The Precarious Summer Vacation of a PhD Student

For most people, the image of being a student is probably one of habit.  With a set schedule of classes, seminars, and exams, students know where to go when, and when there are no classes, they spend a significant amount of time in libraries and study rooms completing their assignments and prepare for exams.  The student life is imagined to be a very regimented one, where the student would know exactly where to go and what to do during the course of their semesters.  Their only free time would be during summer and winter vacations when they are free to take up jobs or internships in preparation for full-time jobs.

That impression of the student life is more or less applicable for undergraduates and even for Master's students who complete a set number of courses for graduation.  But at the Ph.D. level, such depiction becomes a bit of stretch.  Sure, Ph.D. students are still required to take a certain number of courses, where they build up necessary skills to conduct independent research.  But even when compared to Master's students, the number of courses are so few and the coursework such a small portion of the overall degree-acquiring process that the regimented student life is not really there.

Instead, Ph.D. students are required to independently create their own schedules for conducting research, with a vague goal of when to complete and hand in a dissertation for defense.  When to collect data, when to do the analyses, and when to actually write the dissertation are mostly up to the student him or herself, often with little guidance from academic advisors, who are generally too busy with their own teaching and research to micromanage.  The fact that the schedule is self-created means that the Ph.D. student can have no vacation or have vacation all the time, depending on how meticulously research is done.

For the unorganized, having so much leeway can be an enormous source of anxiety.  With the deadline for submitting dissertation years in the indeterminable future, the present seems to be awash with opportunities to procrastinate and work on matters not directly related to the dissertation.  On the contrary, those who are really anxious to finish the degree as soon as possible may be holed up in libraries day in and day out, piecing together a long research paper with little knowledge of what exactly would be good enough to be considered Ph.D.-obtaining material.

But come to think of it, the anxiety facing the Ph.D. student with no set schedules and faraway deadlines is not all too different from millions of what can only be called "precarious workers" who depend on freelanced "gigs" for income.  These freelancers do have deadlines that they must hit, but no one to tell them how or when to work.  Without the structure of the corporate office with their set working hours and regular meeting to report progress of tasks, it can be difficult for precarious workers to motivate themselves to work consistently, rather than rush right before the deadlines.

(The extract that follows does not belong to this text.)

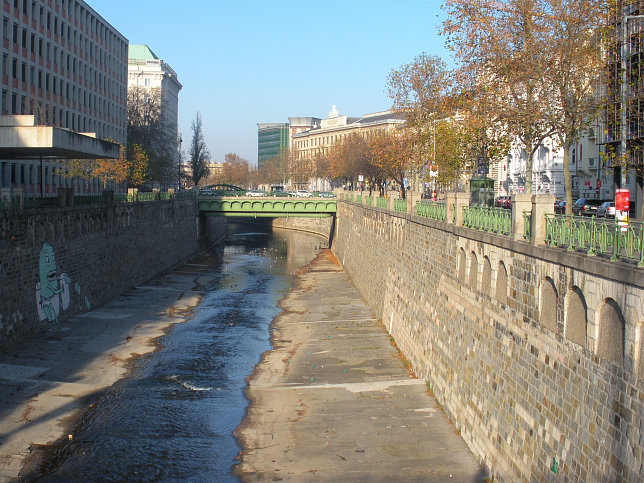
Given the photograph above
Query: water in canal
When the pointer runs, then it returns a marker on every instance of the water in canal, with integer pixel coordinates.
(173, 418)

The result for them, like for Ph.D. student, is often the two extremes.  Either they do little up until right before the deadlines, enjoying the fact that they are not busy, or they work all the time, pushing themselves way too hard to complete as many "gigs" as possible in a set amount of time in order to escape the anxiety of doing absolutely nothing.  Whether the worker chooses the rush right before the deadline or works all the time, certain psychological damage from irregularity of their behavior, as measured by someone with a 9-5 job, can take their tolls on the body.

It is unfortunate that the irregularities of work experienced by Ph.D. students and freelancers are only going to be more and more common in the future.  As people with regular office jobs take home their work smartphones, they are perpetually receiving work-related communications, forcing them to think about work even outside the work environment.  Many would be tempted to do some work based on those off-hour communications, in essence turning themselves, at least in terms of work schedule, into freelancers with no set working hours.

In the process of working off-hours, family, friends, and hobbies are ignored, making work the only thing that is meaningful in one's life.  Eventually, when work-related communications do not arrive even during off-hours, the worker becomes anxious, having nothing to do outside work.  Perhaps the worker can just go the opposite direction, choosing to procrastinate on everything right up to the deadline, as the relaxed Ph.D. student would do.  But if vacation is so precarious, flanked by imposing deadlines in some far-distant future, is the worker mentally ready to actually "check out" and not think about work at all?